Codons: Consecutive groups of three nucleotides on mRNA; each codon specifies one amino acid (universal genetic code).
tRNA: Transfer RNA carries a specific amino acid and contains an anticodon complementary to the mRNA codon.
Initiation: The small ribosomal subunit binds the 5′‑cap, scans to the start codon (AUG), and the initiator tRNA (Met‑tRNA) pairs with it. The large subunit then joins.
Elongation: Repeated cycles of codon recognition, peptide‑bond formation, and translocation move the ribosome along the mRNA (5′→3′).
Termination: When a stop codon (UAA, UAG, UGA) enters the A‑site, release factors promote release of the completed polypeptide.
Post‑translational events: Folding, cleavage of signal peptides, and possible modification (phosphorylation, glycosylation).
8. Key points to remember
All nucleotides share the same three‑part structure: base + sugar + phosphate.
Purines (A, G) have two rings; pyrimidines (C, T, U) have one ring.
ATP is a ribonucleotide with three phosphates; hydrolysis of the γ‑phosphate supplies energy for many cellular processes, including DNA synthesis.
DNA in cells adopts the B‑form: right‑handed helix, ~10 bp per turn, backbone outward, bases stacked inward.
Replication is semi‑conservative: each daughter DNA contains one parental strand and one newly synthesised strand.
DNA polymerase can only add nucleotides in the 5′→3′ direction; helicase, SSB proteins and topoisomerase are essential for fork progression.
Leading strand synthesis is continuous; lagging strand synthesis is discontinuous (Okazaki fragments) and requires primase, DNA polymerase, RNase H/DNA polymerase I and DNA ligase.
Telomeres protect chromosome ends; telomerase extends them in germ cells and stem cells.

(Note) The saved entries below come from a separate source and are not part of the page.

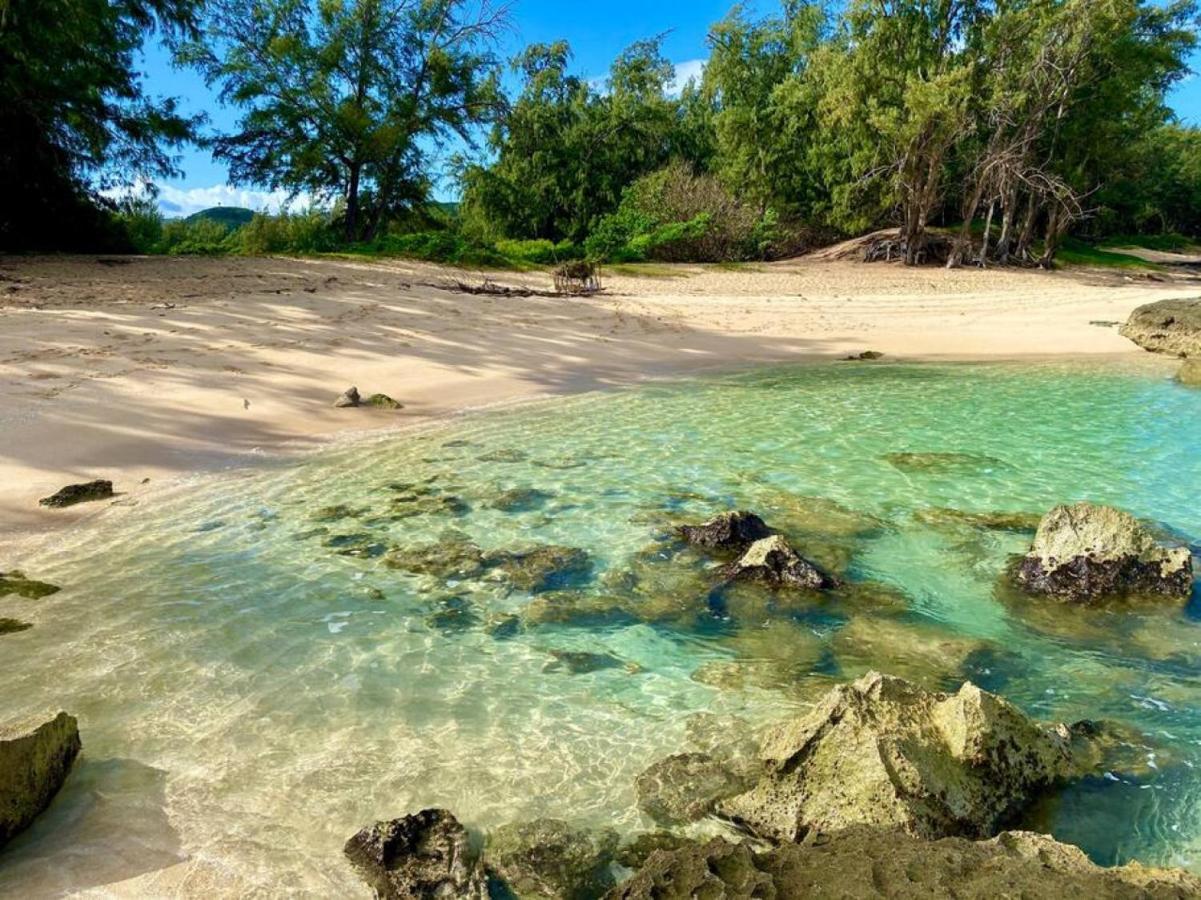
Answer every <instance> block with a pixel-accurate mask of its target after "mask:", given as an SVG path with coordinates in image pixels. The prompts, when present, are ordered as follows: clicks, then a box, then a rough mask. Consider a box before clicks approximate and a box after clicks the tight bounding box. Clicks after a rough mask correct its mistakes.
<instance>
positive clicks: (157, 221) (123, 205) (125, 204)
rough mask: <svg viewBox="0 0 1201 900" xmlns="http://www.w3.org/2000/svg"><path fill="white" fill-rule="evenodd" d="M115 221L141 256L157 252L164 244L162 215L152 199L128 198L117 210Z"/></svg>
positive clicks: (117, 224) (123, 202) (147, 198)
mask: <svg viewBox="0 0 1201 900" xmlns="http://www.w3.org/2000/svg"><path fill="white" fill-rule="evenodd" d="M115 220H116V225H118V227H119V228H120V230H121V232H123V233H124V236H125V240H126V242H127V243H129V245H130V246H131V248H132V249H133V250H135V251H137V252H139V254H153V252H156V250H157V248H159V244H160V243H161V242H162V227H163V223H162V213H160V211H159V204H157V203H155V201H154V199H151V198H150V197H127V198H126V199H124V201H121V202H120V204H119V205H118V208H116V214H115Z"/></svg>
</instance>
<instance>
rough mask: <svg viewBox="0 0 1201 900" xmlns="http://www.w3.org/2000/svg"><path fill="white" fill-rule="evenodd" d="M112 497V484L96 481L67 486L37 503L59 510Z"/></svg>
mask: <svg viewBox="0 0 1201 900" xmlns="http://www.w3.org/2000/svg"><path fill="white" fill-rule="evenodd" d="M114 496H115V494H113V482H110V481H104V479H97V481H94V482H86V483H85V484H67V485H66V487H65V488H60V489H59V491H58V493H56V494H54V495H52V496H48V497H42V499H41V500H38V501H37V502H38V505H40V506H48V507H50V508H54V509H61V508H64V507H67V506H74V505H76V503H90V502H94V501H96V500H110V499H112V497H114Z"/></svg>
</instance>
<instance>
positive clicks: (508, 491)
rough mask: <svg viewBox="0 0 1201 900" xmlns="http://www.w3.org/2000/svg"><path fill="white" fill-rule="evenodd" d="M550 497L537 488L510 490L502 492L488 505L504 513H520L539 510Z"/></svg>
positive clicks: (544, 503) (502, 491)
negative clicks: (505, 512) (497, 509)
mask: <svg viewBox="0 0 1201 900" xmlns="http://www.w3.org/2000/svg"><path fill="white" fill-rule="evenodd" d="M552 496H554V495H552V494H548V493H546V491H544V490H538V489H537V488H512V489H509V490H502V491H501V493H500V494H497V495H496V496H495V497H494V499H492V500H491V501H490V502H489V503H488V505H489V506H490V507H492V508H494V509H500V511H501V512H506V513H522V512H531V511H533V509H540V508H542V507H543V506H545V505H546V501H549V500H550V499H551V497H552Z"/></svg>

Genes consist of promoter, UTRs, exons and introns; mutations can be substitutions, deletions or insertions, each potentially altering the protein product.
Transcription produces a primary RNA transcript that is capped, spliced and poly‑adenylated before export to the cytoplasm.
Translation reads mRNA codons with tRNA anticodons; the universal genetic code specifies the amino‑acid sequence of the protein.
Suggested diagram set:
(a) A single nucleotide showing base, deoxyribose (or ribose) and phosphate.
(b) ATP with three phosphate groups attached to ribose‑adenine.